Nslookup command – five easy examples

Nslookup command explained

The Nslookup command is a commonly used tool with a command-line interface. Usually, it is applied for DNS probing. Nslookup command is perfect if you want to check a domain name, its IP address, and various DNS records. The great benefit is that it is typically pre-built on almost every OS. Additionally, the Nslookup command presents clean and straightforward answers. 

Nslookup command – How to start it?

For macOS

1. Press the command button and the Spacebar button.

2. Search the name of the app – Terminal.

3. Now, you are able to write Nslookup commands.

For Windows

1. Press the Windows key and the letter “R” to start the run application.

2. Type “cmd” and press “Ok.”

3. Now, you are able to use the Nslookup command. 

Let’s see the examples below.

Examples

Without additional options

nslookup domain.com

That is the basic Nslookup command, and it will provide an answer with the IPv4 and the IPv6 addresses of the domain you want. You will receive a short answer with only the required IP address. Additional information about the A or AAAA records like TTL values is not included.

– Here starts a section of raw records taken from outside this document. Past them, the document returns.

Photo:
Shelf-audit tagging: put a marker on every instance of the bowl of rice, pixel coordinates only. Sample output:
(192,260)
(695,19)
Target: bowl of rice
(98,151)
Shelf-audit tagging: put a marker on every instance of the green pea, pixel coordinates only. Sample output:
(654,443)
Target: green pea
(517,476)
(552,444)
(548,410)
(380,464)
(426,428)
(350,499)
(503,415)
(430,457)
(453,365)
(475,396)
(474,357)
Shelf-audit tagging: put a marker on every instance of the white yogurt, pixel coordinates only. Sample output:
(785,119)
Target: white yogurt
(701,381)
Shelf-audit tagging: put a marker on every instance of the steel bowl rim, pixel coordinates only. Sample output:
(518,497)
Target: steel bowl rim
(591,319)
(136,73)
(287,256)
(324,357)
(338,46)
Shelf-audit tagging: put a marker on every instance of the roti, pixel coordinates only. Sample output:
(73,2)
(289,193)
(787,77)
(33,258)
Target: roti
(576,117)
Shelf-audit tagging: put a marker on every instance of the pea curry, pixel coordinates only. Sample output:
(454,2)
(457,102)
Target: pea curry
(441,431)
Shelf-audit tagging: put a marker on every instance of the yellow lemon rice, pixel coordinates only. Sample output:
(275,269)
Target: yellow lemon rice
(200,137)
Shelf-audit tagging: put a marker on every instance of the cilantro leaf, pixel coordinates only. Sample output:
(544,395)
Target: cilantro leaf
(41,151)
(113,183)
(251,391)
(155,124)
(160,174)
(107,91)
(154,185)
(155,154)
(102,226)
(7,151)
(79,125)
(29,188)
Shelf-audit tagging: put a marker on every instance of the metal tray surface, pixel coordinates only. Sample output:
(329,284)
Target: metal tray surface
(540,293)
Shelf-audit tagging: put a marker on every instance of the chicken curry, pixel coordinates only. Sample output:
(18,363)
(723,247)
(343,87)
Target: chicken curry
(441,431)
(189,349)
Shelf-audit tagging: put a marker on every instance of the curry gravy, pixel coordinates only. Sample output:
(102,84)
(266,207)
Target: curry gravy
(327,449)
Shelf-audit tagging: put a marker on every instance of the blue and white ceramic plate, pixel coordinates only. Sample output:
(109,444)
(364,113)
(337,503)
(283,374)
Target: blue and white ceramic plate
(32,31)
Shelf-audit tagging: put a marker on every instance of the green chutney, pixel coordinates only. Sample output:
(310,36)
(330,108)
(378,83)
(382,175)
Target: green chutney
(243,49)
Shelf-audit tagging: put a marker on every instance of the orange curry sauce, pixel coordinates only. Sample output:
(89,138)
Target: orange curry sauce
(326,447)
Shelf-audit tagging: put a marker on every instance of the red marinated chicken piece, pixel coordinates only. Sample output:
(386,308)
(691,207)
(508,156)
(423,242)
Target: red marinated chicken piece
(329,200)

Nslooup for any type of DNS

nslookup -type=any domain.com

With this version of the Nslookup command, you will quickly receive all of the available DNS records for a particular domain name. That could include A, AAAA, MX, NS, SOA, and TXT, such as the SPF record. The query could take a little more time, but when it is answered, you will be able to view the content of all the DNS records for this hostname. Thus, it is perfect for when you want to acknowledge the bigger picture and make a more specific query afterward. To accomplish that, you just have to change the part “any” with the particular DNS record type you want to see.

Nslookup with IP address

Nslookup 132.117.14.138

You can perform a Reverse DNS lookup with the IP address. It doesn’t matter if it is an IPv4 or IPv6 address. It is easy to view the host corresponding to that IP address. 

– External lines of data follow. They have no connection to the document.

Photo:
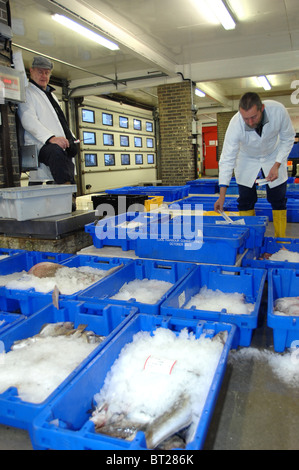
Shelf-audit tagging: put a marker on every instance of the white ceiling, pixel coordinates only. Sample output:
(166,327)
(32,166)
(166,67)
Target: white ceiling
(165,41)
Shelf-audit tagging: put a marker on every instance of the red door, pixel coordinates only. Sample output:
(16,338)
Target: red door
(210,142)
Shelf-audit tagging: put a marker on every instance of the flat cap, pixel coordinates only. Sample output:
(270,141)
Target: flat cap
(42,63)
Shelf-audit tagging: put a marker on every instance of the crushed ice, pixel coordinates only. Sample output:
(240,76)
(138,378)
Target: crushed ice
(285,255)
(148,291)
(216,300)
(68,280)
(39,367)
(144,393)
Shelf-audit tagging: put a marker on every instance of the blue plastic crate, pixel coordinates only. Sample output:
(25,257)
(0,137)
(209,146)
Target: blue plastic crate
(124,229)
(216,245)
(271,245)
(263,208)
(23,301)
(282,283)
(26,297)
(249,282)
(293,191)
(139,269)
(7,252)
(71,409)
(205,203)
(101,319)
(256,225)
(8,320)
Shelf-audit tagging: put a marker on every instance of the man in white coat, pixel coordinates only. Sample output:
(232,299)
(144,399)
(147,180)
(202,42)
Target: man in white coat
(259,138)
(45,124)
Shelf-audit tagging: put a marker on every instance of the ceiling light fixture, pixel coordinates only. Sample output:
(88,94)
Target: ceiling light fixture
(199,93)
(264,82)
(87,33)
(222,14)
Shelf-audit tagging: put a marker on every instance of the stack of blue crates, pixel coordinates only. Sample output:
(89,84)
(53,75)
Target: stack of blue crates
(164,253)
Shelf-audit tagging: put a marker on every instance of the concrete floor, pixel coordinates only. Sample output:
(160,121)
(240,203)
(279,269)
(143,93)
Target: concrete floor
(255,410)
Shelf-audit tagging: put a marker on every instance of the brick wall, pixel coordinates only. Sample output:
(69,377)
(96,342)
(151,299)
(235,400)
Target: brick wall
(223,120)
(177,162)
(6,111)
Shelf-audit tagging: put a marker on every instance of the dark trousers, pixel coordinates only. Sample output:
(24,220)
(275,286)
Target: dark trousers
(275,196)
(60,164)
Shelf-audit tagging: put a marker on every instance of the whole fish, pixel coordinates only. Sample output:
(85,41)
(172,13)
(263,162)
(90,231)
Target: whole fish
(45,269)
(60,329)
(55,297)
(169,423)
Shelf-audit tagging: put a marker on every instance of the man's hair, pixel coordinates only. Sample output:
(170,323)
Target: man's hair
(250,99)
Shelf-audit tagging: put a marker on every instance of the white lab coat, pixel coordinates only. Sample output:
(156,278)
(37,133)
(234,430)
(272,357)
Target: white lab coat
(38,118)
(246,152)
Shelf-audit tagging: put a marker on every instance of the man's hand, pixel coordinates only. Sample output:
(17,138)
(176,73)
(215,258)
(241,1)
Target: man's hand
(61,141)
(273,173)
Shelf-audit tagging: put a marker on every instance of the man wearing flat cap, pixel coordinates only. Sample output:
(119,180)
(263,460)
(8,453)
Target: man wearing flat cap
(45,124)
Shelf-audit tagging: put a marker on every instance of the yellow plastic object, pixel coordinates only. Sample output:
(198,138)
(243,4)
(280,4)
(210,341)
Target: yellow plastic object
(280,223)
(155,201)
(247,213)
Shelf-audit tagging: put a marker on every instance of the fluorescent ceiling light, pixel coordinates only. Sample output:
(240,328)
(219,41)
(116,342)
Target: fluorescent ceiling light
(263,81)
(199,93)
(222,14)
(87,33)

Nslookup and timeout in seconds

nslookup -timeout=30 domain.com

Whit this Nslookup command, you can define a 30-second interval for waiting for a response. Make sure to give more time for receiving an answer from a nameserver located further away. You can adjust the number as you prefer.

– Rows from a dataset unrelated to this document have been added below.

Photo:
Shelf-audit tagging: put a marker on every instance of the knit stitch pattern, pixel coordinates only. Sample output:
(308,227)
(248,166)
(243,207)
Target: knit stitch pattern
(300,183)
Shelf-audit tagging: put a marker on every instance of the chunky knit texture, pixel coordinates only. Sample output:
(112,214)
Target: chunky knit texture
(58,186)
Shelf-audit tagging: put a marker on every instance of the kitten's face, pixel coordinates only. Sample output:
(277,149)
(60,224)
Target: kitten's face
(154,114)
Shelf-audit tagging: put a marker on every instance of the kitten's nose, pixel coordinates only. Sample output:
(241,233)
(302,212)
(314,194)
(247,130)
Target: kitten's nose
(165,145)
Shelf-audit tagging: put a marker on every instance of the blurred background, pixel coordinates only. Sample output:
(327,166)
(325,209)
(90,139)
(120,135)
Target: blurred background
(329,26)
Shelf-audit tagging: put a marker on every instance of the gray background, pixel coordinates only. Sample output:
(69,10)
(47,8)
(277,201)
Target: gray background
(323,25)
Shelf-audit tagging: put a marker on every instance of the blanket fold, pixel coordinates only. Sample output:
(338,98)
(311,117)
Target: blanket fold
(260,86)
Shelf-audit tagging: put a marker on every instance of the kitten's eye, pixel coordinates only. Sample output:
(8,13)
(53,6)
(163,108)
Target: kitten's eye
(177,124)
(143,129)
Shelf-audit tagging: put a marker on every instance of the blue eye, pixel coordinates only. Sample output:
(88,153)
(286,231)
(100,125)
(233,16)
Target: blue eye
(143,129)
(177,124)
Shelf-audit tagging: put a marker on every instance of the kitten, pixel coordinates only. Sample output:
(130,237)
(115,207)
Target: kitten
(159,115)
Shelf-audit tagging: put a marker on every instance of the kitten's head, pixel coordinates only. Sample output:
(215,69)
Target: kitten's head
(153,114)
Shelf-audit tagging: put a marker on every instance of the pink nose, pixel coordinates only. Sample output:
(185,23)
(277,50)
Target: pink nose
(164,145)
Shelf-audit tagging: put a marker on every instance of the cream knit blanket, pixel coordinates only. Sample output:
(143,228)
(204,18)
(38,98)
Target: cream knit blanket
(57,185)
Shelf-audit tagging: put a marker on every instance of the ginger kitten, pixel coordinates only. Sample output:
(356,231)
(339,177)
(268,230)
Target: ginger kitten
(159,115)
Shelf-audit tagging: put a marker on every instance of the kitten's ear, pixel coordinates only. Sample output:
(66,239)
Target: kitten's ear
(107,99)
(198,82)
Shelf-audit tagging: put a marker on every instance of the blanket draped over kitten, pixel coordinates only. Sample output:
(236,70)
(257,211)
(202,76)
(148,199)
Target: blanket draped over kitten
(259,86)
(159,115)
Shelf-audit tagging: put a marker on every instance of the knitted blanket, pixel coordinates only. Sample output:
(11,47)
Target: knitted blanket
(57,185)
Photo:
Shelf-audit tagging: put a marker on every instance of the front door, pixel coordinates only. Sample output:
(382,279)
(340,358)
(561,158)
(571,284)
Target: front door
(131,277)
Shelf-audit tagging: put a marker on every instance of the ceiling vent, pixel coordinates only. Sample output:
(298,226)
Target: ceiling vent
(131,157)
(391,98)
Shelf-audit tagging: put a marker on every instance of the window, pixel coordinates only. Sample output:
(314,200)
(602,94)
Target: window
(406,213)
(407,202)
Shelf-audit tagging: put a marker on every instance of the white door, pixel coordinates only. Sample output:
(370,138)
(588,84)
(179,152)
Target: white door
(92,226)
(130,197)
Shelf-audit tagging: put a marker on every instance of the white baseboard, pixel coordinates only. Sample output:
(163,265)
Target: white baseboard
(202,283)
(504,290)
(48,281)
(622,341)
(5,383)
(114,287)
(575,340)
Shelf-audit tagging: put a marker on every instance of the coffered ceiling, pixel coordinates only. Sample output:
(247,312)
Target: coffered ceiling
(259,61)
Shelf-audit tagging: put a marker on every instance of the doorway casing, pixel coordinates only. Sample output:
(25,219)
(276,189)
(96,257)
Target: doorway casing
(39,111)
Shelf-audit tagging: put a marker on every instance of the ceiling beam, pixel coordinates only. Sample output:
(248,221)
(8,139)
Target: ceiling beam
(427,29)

Nslookup command and port number

nslookup -port=43 domain.com

You can define which port number to use for a particular query. Additionally, you can check if a chosen port operates accurately or see if you have correctly blocked another. Feel free to replace the number and test yourself. 

*Just change the domain name with the one you want to check or perform Reverse DNS with the IP address you desire. As we mentioned, it could be an IPv4 or IPv6 address. Try the commands by simply copy and paste with the domain name you want.

Conclusion

The Nslookup command is a very simple and, at the same time, very effective tool for domain probing. The best part is that it is already installed on your device. So, go on and try it out!